From “The MMQB Podcast With Peter King,” available where you download podcasts. 

This week’s conversations: ESPN radio host Mike Greenberg and FOX officiating analyst Mike Pereira.

• Pereira on how he’d improve officiating: “I think the time has come to throw tradition away when it comes to officiating ... Maybe the NFL takes steps to add an eighth official, which they are talking about doing, but they are talking about adding an eighth official deep in the defensive backfield to help with calls of defensive holding on running plays. It’s ridiculous. It's not going to help one bit. That's the traditional approach. Let's try to add another official on the field.
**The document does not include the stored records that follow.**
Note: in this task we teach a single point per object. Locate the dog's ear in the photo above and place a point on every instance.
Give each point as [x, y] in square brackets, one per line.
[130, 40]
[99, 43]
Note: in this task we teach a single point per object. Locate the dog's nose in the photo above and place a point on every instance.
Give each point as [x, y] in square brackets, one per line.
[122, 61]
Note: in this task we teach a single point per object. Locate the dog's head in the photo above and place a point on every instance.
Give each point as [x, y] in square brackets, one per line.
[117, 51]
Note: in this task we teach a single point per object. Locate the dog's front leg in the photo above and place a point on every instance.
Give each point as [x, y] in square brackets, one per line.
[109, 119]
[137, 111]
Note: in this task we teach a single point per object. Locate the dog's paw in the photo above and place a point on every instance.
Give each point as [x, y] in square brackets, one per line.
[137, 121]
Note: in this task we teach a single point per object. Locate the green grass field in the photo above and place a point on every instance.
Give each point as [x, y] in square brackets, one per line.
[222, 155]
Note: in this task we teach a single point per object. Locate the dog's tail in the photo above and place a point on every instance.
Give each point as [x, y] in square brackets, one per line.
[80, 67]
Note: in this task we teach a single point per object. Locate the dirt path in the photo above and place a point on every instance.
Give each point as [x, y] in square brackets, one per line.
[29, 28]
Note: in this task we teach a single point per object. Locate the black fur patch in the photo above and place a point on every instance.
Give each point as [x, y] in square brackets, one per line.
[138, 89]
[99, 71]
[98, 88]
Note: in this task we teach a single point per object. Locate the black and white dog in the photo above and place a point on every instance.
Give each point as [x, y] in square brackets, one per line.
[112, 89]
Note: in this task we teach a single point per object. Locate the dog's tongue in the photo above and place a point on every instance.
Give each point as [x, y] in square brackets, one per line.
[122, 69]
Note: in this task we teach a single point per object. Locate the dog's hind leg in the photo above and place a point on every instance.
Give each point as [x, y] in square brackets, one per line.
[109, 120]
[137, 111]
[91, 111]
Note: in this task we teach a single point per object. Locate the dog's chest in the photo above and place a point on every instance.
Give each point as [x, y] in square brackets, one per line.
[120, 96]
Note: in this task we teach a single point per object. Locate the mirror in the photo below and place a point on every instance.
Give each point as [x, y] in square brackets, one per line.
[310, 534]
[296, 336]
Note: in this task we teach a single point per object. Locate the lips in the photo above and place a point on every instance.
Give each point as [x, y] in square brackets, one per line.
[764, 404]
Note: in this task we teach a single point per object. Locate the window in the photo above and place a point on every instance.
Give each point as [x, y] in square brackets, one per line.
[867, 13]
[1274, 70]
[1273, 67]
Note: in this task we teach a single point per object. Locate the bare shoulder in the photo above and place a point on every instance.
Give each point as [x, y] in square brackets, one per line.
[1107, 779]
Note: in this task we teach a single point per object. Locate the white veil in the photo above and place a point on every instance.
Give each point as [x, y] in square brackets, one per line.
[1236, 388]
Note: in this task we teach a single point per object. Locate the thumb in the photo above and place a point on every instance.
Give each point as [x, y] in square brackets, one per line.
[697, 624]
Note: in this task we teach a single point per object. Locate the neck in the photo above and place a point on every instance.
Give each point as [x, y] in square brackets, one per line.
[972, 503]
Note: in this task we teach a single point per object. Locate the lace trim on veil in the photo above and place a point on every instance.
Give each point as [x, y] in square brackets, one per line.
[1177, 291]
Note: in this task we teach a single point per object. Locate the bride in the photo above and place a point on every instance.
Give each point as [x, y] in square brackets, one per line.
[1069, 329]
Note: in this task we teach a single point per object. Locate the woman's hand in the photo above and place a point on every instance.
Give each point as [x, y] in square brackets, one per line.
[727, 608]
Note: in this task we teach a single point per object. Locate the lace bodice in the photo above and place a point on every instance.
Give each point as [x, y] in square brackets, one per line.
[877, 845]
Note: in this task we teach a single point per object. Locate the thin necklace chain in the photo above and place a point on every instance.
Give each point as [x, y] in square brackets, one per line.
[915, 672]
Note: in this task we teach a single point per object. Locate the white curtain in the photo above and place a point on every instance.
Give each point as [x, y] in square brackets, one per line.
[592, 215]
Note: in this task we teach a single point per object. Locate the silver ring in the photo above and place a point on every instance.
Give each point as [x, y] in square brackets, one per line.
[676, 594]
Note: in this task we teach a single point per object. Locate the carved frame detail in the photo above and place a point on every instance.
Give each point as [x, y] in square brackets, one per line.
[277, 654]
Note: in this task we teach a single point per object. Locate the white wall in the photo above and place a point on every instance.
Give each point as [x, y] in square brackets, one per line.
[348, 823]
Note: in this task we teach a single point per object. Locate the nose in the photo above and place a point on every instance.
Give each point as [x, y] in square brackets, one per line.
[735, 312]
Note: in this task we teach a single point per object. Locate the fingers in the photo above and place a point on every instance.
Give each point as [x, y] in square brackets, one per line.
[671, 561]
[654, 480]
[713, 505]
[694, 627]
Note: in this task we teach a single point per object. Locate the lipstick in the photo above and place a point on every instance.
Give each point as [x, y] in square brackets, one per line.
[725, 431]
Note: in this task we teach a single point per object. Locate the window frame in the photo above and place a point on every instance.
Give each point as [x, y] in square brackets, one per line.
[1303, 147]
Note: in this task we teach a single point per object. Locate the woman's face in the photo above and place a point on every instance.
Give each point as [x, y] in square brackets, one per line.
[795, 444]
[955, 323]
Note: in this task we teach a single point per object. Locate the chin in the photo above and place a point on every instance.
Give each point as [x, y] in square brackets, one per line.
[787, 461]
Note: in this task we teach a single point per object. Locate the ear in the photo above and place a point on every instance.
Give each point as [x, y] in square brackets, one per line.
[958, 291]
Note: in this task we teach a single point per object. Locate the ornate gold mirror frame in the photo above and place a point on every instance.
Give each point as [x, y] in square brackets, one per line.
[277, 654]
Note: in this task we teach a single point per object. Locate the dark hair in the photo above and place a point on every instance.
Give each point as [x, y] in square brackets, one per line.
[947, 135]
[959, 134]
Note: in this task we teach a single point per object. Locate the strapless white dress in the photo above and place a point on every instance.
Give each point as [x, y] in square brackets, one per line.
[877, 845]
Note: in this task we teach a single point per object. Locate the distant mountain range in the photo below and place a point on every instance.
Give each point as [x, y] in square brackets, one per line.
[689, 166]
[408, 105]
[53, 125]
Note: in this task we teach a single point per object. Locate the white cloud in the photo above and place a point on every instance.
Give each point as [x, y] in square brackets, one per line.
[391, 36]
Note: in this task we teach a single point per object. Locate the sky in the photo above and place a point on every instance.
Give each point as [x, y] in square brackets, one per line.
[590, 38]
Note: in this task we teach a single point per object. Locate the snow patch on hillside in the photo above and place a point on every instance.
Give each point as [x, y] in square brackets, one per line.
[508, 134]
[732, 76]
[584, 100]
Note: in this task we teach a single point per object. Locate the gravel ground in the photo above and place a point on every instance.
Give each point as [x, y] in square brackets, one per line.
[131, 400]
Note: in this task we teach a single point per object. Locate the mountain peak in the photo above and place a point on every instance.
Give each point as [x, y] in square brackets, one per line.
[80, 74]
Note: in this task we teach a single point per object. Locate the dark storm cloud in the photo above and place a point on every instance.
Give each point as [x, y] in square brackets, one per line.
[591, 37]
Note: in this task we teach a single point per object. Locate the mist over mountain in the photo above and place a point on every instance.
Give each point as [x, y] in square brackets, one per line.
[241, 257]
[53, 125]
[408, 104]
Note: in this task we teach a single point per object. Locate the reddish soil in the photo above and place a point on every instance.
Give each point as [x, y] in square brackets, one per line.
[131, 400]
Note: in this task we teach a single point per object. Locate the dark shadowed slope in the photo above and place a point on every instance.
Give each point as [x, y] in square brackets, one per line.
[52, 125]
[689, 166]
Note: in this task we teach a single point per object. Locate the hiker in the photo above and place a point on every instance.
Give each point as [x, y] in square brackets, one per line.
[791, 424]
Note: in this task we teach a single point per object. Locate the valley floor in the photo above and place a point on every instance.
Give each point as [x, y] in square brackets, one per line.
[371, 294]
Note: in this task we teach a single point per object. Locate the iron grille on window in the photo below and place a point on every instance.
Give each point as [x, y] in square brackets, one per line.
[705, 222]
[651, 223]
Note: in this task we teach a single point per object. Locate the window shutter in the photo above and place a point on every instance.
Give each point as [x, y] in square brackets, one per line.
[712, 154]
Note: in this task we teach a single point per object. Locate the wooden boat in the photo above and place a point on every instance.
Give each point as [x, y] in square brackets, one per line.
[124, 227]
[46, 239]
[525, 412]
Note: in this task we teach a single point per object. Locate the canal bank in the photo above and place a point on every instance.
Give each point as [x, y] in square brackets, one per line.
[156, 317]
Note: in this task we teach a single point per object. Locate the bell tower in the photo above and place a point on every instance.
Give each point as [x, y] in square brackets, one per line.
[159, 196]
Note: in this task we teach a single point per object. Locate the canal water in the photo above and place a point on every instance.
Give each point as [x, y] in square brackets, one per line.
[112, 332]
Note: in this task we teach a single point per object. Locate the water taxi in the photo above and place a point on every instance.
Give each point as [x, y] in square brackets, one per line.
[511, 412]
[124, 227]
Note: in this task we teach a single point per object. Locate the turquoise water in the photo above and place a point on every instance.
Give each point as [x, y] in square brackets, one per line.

Well, if you're going to add one, how about we think about putting an eighth guy in stripes and putting him upstairs, putting him in a booth by himself with replay equipment. He's not the replay guy, he is the peanut butter and jelly guy, the PBJ, ‘press box judge.’ And let him, after seeing a quick hit on the video, without interrupting the game and calling for a review, let him make the call quick down through the communications system they have now and say, ‘Hey, that wasn’t a face mask. Hey, that pass was incomplete.’ If you do that, you certainly will eliminate more mistakes. And then I think the notion of full-time officiating, probably is to the point where it needs to be considered.”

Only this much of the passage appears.